The prediction of the shear capacity of reinforced concrete (RC) elements with transverse reinforcement is a critical topic to which a huge amount of researches have been devoted over the last four decades. This is motivated by the fact that several existing RC structures are provided with transverse reinforcement much lower than that recommended in current design codes, and thus often exhibit a shear-dominated failure. In order to perform an accurate vulnerability assessment of such structures, it is of utmost importance the development of reliable, unbiased, and precise numerical formulations capable of predicting the actual shear strength of RC elements with stirrups. Some formulations proposed in the past years within international codes were found to be overly conservative compared to experimental findings and are often characterized by excessive dispersion. On the other hand, the use of machine learning techniques has been also exploited recently to obtain more accurate pure data-driven predictions of the shear capacity of RC members. 

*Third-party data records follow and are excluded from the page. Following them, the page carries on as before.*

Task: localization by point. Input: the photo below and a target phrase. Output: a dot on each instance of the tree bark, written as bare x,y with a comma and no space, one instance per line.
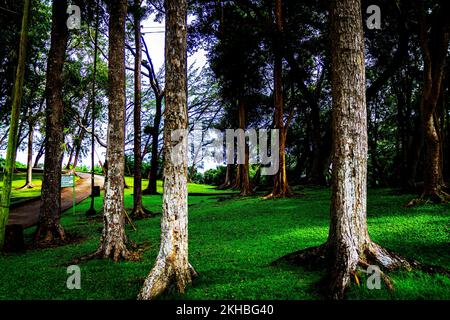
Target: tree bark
49,226
11,151
280,184
172,265
113,242
227,183
138,208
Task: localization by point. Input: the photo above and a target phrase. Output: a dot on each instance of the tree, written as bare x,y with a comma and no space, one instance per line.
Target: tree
172,264
280,184
349,245
434,52
113,241
138,208
13,129
49,226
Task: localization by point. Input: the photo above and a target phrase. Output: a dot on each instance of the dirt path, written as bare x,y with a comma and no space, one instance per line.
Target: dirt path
27,214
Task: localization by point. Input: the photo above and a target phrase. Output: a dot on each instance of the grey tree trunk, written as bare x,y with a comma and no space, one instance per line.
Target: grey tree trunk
113,242
49,226
348,245
172,265
138,208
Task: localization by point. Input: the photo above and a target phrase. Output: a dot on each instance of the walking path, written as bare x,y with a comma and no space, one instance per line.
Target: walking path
27,214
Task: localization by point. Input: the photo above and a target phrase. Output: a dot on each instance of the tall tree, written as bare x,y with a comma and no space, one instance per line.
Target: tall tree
138,207
49,226
113,241
434,48
349,245
13,129
280,184
172,264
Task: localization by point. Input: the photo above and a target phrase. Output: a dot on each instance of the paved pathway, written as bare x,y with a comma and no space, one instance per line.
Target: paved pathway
27,214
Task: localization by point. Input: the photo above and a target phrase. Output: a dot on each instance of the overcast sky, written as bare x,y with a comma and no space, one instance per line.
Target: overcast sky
154,37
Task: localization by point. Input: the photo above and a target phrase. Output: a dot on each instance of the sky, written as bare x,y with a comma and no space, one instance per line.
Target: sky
153,33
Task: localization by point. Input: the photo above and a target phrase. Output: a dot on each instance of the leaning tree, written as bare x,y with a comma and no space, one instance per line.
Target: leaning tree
114,240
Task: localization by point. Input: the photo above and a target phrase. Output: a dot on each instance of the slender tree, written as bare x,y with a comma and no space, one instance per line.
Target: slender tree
49,226
11,151
349,245
138,207
434,52
172,264
113,241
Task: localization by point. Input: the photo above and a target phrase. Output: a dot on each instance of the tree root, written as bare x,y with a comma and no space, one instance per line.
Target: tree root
438,197
49,235
339,277
165,276
26,186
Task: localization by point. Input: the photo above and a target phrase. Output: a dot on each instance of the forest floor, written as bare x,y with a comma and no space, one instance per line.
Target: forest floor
232,242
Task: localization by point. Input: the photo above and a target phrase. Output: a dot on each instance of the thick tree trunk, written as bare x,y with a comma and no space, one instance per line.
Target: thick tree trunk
138,208
280,184
29,180
113,242
227,183
153,174
11,151
172,265
49,226
39,155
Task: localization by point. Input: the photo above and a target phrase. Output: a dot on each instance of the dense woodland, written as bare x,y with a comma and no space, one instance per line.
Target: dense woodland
360,102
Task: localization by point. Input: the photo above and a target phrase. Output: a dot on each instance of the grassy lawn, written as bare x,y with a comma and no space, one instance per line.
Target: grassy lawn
232,243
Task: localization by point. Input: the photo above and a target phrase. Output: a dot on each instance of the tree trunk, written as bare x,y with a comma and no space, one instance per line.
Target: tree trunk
49,226
11,151
113,242
280,184
153,174
172,265
348,245
138,207
242,181
39,155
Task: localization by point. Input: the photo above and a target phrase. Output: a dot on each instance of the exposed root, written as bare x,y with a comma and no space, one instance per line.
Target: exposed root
437,197
26,186
314,257
49,235
140,213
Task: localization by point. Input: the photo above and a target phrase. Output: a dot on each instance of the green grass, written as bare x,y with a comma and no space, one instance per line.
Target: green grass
232,242
24,194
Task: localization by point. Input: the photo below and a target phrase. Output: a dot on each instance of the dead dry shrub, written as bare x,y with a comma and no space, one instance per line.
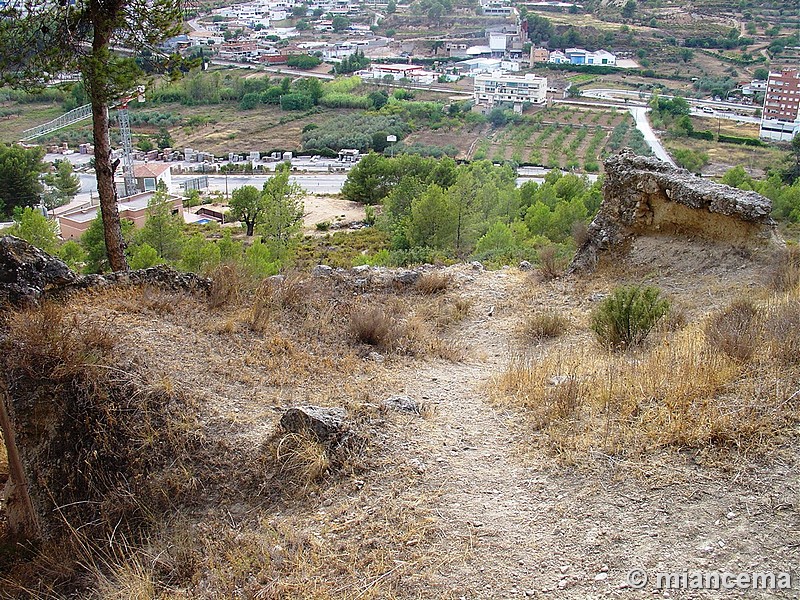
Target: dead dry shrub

Instead of adopting a pure data-driven approach to derive new empirical capacity equations as proposed by ongoin studies, the strategy devised in this contribution employs artificial intelligence tools for ehancing one of the most popular mechanical models adopted in international codes for the shear capacity prediction of RC elements with stirrups, i.e., the variable-angle truss model. More specifically, genetic programming is used to calibrate two coefficients ruling the concrete contribution in such capacity model, so as to increase its accuracy. In this way, the mechanical basis of the resisting mechanism is preserved, but the correctness of the final predictions is improved thanks to such hybridization. Effectiveness and potentials of the proposed formulation are demonstrated by comparison with experimental results collected from a large database including RC beams and columns with solid and hollow cross-sections failing in shear under monotonic or cyclic loading. A comparative analysis is also made for a large set of expressions from reference building codes to show that the proposed unified shear capacity equation leads to more accurate outcomes and, ultimately, to prove that it is suitable for practical design applications.